Now, more than 70 years after Tiger, Rogers, and Rogers’ wife Dale Evans debuted in the movies, they are being remembered in a book. “The Touch of Roy and Dale: The Impact and Influence of Roy Rogers, the King of the Cowboys, and Dale Evans, the Queen of the West” was released Dec. 1 by author Tricia Spencer.
The book includes a fan letter written to Rogers from a young Dudley.
“I really don’t remember writing the letter,” Dudley said. “It was a long time ago. It doesn’t surprise me I would write a letter to Roy Rogers, I loved him, but I can’t remember it.
“When they (book publisher West Quest) called me to tell me I was in the book I was very surprised,” she added. “It’s kinda exciting.”
The book tells the rippling affect that Rogers and Evans had on the lives of others, told through stories from family, friends and fans. The book marks the 100th birthdays of the late stars. Rogers would have been 100 in 2011 and Evans in 2012.
When Spencer acquired 40,000 pieces of fan mail from the Rogers estate more than eight years ago, she discovered fan letters, never-before-seen photos, poetry, art and songs end to Rogers and Evans. Included was a letter from Dudley.
Dudley said she was attracted to Rogers because of his horse and his goodness.
“Morally he was very good person,” Dudley said. “In real life he helped a lot of people. He did a lot of good. I think that’s what really drew me to him.”
Rogers and Evans were known as philanthropists. In keeping with their legacy, a portion of the book proceeds will benefit The Happy Trails Children’s Foundation, the non-profit group home for neglected and abused children that Rogers and Evans founded in the southern California.

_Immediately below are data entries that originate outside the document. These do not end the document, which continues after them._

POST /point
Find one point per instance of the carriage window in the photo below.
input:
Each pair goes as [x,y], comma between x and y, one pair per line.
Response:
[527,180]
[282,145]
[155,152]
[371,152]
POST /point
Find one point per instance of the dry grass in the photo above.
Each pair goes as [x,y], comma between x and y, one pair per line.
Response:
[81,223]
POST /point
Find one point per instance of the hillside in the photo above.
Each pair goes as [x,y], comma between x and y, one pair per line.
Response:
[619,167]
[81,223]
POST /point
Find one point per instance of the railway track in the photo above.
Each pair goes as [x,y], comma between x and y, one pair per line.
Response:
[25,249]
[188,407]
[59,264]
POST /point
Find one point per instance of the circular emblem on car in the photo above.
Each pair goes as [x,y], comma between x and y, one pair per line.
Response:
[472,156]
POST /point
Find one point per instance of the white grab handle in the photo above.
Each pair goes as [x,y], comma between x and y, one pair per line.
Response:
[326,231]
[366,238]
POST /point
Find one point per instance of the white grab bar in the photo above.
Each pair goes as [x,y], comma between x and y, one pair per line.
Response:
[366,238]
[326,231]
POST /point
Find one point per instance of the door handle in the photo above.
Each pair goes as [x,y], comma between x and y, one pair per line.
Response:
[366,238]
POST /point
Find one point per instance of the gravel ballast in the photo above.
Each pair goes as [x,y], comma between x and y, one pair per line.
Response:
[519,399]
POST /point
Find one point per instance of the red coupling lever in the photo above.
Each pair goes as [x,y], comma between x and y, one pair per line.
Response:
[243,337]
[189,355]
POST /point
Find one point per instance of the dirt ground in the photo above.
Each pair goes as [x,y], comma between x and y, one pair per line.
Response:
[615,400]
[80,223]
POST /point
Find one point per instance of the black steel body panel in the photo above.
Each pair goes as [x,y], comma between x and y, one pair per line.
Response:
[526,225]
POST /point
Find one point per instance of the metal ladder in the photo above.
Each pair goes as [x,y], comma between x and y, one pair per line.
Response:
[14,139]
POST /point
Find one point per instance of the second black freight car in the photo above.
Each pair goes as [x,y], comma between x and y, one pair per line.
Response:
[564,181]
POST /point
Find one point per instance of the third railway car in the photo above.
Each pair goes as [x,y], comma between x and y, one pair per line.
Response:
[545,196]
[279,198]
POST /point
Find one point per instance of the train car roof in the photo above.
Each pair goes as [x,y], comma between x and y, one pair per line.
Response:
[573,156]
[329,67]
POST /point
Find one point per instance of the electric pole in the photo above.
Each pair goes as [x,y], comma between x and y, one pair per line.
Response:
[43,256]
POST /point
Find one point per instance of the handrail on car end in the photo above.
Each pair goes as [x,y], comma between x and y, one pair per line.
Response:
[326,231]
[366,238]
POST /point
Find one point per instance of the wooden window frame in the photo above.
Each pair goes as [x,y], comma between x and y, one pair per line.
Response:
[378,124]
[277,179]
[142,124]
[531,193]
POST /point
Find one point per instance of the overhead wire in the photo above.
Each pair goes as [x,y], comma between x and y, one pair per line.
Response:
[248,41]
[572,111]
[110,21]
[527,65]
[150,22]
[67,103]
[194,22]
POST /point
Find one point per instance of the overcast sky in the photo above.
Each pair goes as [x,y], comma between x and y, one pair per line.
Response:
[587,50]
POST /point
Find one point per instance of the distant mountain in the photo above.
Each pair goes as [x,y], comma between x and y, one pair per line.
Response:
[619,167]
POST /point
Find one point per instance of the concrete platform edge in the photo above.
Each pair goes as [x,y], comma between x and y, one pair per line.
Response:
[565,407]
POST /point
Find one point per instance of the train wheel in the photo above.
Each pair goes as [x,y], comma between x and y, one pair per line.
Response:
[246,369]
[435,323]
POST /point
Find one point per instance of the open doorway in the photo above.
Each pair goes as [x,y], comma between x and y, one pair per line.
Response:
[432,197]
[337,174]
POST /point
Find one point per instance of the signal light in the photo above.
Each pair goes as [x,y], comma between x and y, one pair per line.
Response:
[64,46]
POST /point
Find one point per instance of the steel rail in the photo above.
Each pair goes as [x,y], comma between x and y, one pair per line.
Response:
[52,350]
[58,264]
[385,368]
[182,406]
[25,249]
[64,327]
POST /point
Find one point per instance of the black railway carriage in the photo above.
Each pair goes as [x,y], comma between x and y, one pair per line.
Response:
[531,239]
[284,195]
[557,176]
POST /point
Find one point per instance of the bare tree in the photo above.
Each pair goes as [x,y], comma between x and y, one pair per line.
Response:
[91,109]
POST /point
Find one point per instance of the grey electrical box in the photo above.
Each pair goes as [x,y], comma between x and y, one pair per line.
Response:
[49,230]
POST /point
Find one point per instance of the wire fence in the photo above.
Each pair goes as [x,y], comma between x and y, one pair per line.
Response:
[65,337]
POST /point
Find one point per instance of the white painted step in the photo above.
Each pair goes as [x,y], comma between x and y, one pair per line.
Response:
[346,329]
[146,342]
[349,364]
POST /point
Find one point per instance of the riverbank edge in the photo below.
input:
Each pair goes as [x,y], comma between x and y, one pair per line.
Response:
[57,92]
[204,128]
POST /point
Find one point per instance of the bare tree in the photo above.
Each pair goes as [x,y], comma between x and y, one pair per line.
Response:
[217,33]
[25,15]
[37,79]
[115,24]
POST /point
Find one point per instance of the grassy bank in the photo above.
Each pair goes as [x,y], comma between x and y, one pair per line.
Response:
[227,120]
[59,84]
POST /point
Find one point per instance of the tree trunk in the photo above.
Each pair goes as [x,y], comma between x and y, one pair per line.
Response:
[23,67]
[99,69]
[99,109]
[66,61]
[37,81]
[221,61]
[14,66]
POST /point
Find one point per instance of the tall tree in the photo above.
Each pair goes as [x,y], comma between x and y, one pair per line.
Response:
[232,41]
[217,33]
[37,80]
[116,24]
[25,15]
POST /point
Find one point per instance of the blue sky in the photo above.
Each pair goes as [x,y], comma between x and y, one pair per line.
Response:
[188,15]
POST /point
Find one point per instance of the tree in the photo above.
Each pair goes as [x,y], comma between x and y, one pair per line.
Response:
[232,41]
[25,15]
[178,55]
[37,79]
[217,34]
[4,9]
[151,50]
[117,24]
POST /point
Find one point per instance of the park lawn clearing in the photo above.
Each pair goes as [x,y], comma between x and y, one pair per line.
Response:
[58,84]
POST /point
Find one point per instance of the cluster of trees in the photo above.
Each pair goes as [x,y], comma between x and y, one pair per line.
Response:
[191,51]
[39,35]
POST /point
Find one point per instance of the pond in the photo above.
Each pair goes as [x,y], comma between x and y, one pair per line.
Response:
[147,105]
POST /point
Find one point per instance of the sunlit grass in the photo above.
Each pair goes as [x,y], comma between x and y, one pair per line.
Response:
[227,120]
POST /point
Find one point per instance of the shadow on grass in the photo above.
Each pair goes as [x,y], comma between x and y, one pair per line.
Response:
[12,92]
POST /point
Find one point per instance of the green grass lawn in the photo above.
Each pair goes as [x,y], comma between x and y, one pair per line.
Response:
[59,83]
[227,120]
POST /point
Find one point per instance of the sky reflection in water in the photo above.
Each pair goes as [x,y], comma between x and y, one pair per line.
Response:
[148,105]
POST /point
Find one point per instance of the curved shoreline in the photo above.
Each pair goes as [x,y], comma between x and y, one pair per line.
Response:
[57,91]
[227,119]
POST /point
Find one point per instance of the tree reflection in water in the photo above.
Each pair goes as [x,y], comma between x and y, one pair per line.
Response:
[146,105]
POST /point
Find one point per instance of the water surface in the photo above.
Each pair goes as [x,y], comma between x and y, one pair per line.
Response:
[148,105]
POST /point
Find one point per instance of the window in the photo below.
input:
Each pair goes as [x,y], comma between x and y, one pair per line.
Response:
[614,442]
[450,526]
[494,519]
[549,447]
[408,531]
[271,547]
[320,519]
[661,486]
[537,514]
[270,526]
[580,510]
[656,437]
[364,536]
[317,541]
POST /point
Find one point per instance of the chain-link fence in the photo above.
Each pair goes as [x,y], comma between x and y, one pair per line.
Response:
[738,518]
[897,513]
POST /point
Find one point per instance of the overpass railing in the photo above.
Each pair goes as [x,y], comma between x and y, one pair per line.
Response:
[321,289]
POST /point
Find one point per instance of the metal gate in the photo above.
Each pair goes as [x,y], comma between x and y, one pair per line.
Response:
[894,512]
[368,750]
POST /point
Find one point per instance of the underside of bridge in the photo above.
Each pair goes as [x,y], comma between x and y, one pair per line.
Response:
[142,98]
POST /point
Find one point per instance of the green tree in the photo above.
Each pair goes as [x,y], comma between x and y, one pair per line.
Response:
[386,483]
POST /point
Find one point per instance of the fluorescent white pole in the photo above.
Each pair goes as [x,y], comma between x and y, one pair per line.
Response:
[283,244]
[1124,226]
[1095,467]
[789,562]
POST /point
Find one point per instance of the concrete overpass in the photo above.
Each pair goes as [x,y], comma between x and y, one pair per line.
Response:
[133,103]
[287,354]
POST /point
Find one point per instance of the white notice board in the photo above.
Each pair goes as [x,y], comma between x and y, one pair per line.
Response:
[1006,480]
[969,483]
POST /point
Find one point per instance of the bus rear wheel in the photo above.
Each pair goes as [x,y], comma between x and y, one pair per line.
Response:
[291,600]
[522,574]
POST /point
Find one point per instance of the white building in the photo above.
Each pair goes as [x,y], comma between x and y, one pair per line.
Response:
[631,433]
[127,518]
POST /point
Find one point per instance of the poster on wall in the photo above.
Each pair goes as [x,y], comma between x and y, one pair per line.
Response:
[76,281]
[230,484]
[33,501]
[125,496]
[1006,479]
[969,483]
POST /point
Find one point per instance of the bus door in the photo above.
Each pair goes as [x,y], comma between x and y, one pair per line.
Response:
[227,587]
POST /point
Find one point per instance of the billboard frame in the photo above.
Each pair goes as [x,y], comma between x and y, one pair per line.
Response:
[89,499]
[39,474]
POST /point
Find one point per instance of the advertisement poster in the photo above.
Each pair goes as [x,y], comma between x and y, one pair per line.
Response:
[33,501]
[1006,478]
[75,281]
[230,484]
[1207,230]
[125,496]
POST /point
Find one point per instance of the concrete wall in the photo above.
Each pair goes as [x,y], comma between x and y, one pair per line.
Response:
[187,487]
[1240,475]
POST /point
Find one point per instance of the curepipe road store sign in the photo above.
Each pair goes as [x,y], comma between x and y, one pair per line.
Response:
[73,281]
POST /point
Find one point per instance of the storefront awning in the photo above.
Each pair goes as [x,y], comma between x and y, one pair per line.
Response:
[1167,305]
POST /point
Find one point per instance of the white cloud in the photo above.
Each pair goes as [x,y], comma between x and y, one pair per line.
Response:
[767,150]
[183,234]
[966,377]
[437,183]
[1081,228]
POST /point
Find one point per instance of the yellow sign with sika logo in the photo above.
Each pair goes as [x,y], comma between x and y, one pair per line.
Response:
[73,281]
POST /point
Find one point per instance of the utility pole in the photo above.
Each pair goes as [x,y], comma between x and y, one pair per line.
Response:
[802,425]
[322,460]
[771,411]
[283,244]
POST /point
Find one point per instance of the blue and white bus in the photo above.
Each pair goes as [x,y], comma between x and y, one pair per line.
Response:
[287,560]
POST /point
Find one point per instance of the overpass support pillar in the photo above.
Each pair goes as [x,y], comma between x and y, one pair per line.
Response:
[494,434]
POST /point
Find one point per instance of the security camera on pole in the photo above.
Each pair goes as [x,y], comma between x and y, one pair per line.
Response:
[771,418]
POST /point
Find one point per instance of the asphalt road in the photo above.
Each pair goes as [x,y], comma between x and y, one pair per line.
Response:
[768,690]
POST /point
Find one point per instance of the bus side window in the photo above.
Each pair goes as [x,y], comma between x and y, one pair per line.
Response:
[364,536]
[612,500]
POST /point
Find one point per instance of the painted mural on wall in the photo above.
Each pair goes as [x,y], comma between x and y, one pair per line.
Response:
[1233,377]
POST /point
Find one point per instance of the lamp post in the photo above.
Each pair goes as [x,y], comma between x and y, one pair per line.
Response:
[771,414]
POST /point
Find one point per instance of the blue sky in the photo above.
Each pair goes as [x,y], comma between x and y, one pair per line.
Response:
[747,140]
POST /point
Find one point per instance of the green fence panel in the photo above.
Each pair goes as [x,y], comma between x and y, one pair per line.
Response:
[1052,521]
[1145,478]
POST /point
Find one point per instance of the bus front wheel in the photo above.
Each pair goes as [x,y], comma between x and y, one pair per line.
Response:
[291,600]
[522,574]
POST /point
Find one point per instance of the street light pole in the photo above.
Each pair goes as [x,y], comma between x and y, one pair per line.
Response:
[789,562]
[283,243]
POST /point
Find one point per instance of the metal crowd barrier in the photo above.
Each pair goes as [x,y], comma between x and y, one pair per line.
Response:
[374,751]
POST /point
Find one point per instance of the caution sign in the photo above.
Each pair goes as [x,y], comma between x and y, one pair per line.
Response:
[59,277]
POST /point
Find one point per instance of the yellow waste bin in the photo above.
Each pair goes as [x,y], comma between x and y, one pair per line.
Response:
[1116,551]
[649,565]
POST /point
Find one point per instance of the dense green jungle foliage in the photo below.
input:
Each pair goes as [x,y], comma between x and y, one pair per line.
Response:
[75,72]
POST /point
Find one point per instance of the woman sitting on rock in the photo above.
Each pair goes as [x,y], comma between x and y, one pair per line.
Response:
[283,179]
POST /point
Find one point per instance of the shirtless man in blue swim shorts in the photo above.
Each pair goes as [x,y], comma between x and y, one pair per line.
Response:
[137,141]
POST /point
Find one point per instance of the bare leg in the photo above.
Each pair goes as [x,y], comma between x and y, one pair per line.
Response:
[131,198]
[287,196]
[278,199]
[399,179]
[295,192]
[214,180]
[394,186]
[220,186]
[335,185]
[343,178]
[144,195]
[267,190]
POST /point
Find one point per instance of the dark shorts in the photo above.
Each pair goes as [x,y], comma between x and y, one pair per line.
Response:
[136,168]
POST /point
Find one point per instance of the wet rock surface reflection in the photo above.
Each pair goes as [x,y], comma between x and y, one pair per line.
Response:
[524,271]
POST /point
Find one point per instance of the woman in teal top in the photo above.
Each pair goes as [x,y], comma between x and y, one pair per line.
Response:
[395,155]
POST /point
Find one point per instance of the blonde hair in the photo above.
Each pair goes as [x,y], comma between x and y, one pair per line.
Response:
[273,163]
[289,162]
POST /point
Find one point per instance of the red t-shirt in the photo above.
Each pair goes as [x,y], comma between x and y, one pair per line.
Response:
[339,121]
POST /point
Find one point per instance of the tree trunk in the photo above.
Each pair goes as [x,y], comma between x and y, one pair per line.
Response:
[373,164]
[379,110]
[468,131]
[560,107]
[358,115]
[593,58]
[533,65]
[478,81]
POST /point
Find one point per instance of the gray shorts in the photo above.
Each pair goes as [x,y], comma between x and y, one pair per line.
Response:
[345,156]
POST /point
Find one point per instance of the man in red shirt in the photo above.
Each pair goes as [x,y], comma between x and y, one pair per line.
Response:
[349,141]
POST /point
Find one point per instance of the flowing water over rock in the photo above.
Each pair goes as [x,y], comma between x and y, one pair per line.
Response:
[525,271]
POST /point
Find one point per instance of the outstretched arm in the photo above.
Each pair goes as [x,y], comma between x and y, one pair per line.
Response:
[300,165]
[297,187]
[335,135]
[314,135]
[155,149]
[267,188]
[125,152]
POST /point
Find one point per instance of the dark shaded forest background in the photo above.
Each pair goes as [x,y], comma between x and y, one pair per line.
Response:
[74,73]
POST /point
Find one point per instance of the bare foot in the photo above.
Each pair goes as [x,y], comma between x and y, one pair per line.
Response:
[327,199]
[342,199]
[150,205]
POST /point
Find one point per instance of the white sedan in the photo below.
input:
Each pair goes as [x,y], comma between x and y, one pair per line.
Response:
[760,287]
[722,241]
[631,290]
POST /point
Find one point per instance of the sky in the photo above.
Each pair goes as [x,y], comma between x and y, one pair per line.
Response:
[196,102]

“Roy and Dale’s greatest accomplishment was never their celebrity,” Spencer wrote. “As the collective voices of this book so poignantly, sometimes humorously, sometimes rawly, reveal, it was their uncommon and generous humanity that made them heroes.”
Dudley is pleased money from the book’s sale will aid a charity.
“I think that’s very important,” Dudley said. “It’s what I remember most about Roy Rogers. He was always the good guy.”
Spencer stressed the book is not a biography.
“It is a celebration of two American heroes who had extraordinary influence in the lives of their fans,” the author said. “And there’s no one better to tell those stories than the fans themselves, including Crown Point’s own Ms. Dudley.”
Rogers, a singer and cowboy actor, one of the most heavily marketed and merchandised stars of his era. He, his wife Evans and Trigger were featured in more than 100 movies and “The Roy Rogers Show.” The show ran on radio for nine years before moving to television from 1951 through 1957. Rogers became known as King of the Cowboys” and Evans was “Queen of the West.”
Trigger became the most famous horse in film entertainment, even having his own Dell comic book recounting his exploits.